Ingredients
Method
- Crust: Preheat oven to 350°F (175°C) and line a 9x9-inch pan with parchment paper. Combine graham cracker crumbs, brown sugar, melted butter, and salt until mixture resembles wet sand. Press evenly into the pan and bake 12–15 minutes until golden. Cool completely.
- Cheesecake Layer: Bring a pot of water to boil for the water bath. Beat cream cheese and brown sugar until smooth and fluffy. Add sour cream, then eggs one at a time, mixing gently. Stir in flour, vanilla, cinnamon, and salt until just combined. Pour over cooled crust and smooth the top.
- Place the baking pan inside a larger roasting pan and pour hot water around it halfway up the sides. Bake for 30–35 minutes until edges are set but the center is slightly jiggly. Remove from water bath, cool completely, then refrigerate at least 4 hours or overnight.
- Pecan Topping: In a skillet over low heat, melt butter and brown sugar until bubbling (about 2–3 minutes). Add pecans, cream, cinnamon, and salt, stirring until glossy and thickened. Cool slightly, then spoon over chilled cheesecake layer. Refrigerate 30 minutes to set.
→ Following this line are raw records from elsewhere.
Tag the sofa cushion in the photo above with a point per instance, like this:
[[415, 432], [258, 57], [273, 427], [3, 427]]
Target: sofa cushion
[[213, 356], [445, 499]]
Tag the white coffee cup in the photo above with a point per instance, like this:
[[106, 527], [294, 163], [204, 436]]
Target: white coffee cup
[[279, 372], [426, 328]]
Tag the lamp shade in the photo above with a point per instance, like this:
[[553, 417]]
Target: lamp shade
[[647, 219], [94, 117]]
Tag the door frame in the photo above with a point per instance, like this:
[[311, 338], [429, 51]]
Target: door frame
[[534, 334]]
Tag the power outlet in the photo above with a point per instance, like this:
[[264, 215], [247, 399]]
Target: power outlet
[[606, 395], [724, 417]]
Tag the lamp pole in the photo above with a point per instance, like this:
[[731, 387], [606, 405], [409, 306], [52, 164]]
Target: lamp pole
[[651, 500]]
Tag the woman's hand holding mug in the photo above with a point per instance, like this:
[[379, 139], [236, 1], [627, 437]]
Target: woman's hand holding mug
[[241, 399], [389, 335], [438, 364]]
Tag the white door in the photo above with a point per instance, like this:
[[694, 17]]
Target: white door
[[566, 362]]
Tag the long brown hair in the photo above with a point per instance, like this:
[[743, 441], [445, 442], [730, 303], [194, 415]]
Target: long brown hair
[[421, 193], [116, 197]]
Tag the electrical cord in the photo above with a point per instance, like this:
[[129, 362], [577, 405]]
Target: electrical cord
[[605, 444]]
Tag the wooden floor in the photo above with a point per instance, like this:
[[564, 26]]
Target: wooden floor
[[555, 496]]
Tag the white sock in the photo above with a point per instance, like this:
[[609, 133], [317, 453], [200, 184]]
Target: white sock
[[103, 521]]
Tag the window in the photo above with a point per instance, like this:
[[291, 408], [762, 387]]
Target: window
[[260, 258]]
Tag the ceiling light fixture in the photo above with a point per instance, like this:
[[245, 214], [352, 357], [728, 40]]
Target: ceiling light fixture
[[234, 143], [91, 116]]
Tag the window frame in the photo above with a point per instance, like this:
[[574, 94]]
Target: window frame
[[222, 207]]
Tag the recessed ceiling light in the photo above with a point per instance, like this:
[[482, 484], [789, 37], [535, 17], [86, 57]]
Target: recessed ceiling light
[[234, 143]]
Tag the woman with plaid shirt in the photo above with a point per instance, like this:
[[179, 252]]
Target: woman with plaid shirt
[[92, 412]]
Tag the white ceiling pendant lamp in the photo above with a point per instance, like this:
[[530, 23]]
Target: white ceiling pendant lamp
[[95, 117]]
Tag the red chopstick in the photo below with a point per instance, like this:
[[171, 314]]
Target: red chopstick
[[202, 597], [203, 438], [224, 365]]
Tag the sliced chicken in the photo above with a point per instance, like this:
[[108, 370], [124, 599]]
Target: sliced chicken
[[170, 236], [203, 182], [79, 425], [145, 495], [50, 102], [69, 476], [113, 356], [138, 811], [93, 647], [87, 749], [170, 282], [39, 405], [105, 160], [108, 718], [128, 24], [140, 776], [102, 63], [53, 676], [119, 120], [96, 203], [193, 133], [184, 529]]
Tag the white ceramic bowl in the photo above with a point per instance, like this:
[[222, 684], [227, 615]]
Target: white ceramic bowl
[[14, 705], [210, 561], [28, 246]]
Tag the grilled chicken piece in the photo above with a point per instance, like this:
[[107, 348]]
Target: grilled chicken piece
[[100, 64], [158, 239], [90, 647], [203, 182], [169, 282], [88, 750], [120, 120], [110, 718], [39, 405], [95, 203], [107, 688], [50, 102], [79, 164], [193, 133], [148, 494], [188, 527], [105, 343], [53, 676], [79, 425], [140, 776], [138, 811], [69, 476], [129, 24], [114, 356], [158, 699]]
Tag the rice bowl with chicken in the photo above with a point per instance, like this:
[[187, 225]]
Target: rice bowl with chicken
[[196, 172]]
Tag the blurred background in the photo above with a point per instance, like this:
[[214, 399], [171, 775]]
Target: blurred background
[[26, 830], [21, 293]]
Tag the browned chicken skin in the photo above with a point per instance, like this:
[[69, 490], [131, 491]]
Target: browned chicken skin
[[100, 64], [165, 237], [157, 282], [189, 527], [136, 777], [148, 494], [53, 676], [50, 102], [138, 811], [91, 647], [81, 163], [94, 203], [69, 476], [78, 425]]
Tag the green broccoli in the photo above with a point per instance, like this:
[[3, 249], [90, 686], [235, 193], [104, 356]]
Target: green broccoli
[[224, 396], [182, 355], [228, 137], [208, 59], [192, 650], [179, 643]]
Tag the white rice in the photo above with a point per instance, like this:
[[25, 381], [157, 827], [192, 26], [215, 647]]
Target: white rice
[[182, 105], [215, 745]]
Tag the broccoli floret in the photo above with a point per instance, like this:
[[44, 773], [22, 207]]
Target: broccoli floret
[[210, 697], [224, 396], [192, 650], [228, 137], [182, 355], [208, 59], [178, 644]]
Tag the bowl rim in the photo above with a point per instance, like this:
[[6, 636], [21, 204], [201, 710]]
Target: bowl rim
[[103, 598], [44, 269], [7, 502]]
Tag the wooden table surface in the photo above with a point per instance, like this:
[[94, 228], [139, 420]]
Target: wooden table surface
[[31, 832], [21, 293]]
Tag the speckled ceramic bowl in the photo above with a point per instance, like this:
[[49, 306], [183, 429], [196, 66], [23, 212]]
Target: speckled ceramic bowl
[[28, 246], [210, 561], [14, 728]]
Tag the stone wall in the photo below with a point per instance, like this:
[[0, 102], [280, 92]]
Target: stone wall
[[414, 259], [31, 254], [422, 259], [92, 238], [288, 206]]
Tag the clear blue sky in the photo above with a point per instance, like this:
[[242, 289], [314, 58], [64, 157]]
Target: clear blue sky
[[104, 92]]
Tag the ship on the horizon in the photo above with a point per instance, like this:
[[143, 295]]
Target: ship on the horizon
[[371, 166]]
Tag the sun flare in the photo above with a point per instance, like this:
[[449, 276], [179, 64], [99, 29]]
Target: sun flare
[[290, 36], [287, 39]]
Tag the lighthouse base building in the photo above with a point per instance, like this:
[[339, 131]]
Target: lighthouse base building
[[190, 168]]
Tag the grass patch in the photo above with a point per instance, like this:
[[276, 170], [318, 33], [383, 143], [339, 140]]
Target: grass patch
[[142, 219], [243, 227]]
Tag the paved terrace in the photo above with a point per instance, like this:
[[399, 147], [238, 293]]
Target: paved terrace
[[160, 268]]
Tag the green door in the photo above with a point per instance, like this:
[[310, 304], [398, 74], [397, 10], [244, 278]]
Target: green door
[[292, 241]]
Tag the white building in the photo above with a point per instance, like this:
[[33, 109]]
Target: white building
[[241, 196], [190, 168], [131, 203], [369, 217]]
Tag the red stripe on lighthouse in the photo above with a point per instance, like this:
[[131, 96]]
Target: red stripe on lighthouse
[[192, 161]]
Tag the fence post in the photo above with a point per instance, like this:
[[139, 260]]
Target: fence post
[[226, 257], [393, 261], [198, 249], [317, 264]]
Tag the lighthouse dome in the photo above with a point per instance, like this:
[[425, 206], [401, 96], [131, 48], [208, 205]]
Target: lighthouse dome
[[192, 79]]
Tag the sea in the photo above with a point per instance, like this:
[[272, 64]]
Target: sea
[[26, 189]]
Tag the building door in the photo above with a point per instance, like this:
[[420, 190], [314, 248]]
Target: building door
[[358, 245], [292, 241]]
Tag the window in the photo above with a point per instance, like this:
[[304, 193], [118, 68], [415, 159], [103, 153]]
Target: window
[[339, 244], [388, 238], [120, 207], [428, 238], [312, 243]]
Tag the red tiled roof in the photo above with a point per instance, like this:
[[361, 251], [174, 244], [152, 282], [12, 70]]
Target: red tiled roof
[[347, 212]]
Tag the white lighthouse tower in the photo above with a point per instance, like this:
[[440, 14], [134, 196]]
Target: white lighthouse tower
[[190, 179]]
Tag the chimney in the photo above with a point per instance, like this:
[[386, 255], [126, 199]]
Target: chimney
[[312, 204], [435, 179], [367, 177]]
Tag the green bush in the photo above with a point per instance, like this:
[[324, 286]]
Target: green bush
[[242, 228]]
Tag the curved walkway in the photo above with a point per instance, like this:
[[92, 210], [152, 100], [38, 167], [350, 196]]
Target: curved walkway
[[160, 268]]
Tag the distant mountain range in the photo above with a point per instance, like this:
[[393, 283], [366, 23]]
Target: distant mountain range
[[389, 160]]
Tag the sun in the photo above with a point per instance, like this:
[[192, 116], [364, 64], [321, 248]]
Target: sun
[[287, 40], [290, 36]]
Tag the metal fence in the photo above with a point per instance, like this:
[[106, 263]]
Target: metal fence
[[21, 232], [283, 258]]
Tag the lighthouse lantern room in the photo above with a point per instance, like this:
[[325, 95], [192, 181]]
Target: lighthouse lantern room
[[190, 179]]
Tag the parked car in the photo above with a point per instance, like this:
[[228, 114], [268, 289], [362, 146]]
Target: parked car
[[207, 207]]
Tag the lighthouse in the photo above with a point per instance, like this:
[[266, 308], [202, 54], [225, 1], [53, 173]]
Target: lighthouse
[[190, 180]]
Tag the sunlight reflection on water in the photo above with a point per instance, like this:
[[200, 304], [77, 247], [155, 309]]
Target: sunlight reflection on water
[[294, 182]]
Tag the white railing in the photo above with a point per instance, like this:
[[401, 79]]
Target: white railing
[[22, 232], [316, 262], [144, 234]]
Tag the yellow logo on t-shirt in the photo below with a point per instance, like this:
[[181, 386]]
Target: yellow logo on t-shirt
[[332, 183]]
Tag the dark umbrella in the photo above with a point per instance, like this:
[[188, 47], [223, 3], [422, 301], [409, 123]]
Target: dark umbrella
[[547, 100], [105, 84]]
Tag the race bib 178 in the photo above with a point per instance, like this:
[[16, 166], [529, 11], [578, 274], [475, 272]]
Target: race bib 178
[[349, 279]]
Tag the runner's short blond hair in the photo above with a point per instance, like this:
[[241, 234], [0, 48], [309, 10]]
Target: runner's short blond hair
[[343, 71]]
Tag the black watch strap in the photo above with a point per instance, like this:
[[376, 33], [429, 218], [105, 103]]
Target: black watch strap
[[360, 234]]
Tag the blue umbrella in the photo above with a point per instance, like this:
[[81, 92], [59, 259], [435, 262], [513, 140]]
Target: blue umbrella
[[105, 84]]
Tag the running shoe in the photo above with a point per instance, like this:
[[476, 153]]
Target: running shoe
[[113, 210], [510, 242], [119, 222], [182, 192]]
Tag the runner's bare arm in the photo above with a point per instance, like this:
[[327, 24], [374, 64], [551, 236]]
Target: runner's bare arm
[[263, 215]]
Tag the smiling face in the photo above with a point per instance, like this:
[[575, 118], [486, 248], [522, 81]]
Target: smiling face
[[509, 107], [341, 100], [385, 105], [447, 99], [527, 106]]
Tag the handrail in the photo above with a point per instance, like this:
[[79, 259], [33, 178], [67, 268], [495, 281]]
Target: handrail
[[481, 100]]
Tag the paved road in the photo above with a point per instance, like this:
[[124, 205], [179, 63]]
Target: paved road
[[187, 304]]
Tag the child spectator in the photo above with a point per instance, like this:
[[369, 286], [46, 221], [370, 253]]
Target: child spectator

- To Serve: Lift the dessert using the parchment overhang, transfer to a cutting board, and slice into bars with a clean knife.
Notes
For a thicker crust, increase graham crackers by ½ cup and butter by 1 tablespoon. Use room-temperature ingredients for the cheesecake layer. For a softer topping, add an extra tablespoon of cream. Substitute gluten-free graham crackers for a gluten-free version.